To make policy effective is not an easy task. There are many factors and variables that need to go into it. There are also critical processes that need to be considered in ensuring that a policy is an effective tool. While you can learn a lot more about this in the Regenesys course on policy development. To evaluate your policy making today you may be able to use this short guideline to see where your organisation ranks on a participation scale

  1. Contribution: voluntary or other forms of input to predetermined programmes and projects.
  2. Information sharing: stakeholders are informed about their rights, responsibilities and options.
  3. Consultation: stakeholders are given the opportunity to interact and provide feedback, and may express suggestions and concerns. However, outsiders usually make analysis and decisions, and stakeholders have no assurance that their input will be used.
  4. Cooperation and consensus building: stakeholders negotiate positions and help determine priorities, but outsiders direct the process.
  5. Decision-making: stakeholders have a role in making decisions on policy, project design and implementation.
  6. Partnership: stakeholders work together as equals towards mutual goals.
  7. Empowerment: transfer of control over decision-making and resources to stakeholders.
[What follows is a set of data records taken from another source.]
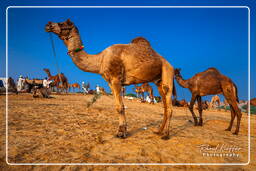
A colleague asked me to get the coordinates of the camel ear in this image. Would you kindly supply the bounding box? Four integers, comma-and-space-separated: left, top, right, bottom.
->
66, 19, 73, 25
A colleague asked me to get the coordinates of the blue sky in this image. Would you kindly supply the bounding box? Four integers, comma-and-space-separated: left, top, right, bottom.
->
0, 1, 256, 100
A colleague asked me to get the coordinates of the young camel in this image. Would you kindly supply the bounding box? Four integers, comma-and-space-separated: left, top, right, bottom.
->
45, 19, 174, 138
175, 68, 242, 134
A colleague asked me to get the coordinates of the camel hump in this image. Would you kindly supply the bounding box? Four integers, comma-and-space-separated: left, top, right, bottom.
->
131, 37, 150, 46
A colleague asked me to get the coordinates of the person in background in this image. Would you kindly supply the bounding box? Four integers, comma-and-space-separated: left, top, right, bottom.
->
17, 75, 25, 91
By making this simply analysis you can evaluate if your policy environment is healthy. Anything less than 3 both means that you are distressed or that your policy is ad-hoc and needs a serious looking at.

You need to do this evaluation every six months to ensure that your policy environment remains relevant and that you keep track of how external changes are affecting your organisation.

Sometimes the answer is not more policy – but less. But this is still policy making. Often we assume that we have all solved the policy question, or maybe we have all gotten so tired of ill formed policies that we are happy to look at bureaucracy as the way to go. We accept ill crafted ideas and policies and do not look at how to make this an agreement that is the best interest of organisations.

Conclusion

As businesses grow and become more focused on its customers and innovation, the policy environment creates a language by which different parts of the organisation can agree on how things are done.

Too often these processes get buried so deeply that it is tempting to think that there is no value in policy. Policy is a vibrant and active tool that can be used to shape organisations and institutionalise desired behaviours and create links between strategy and execution.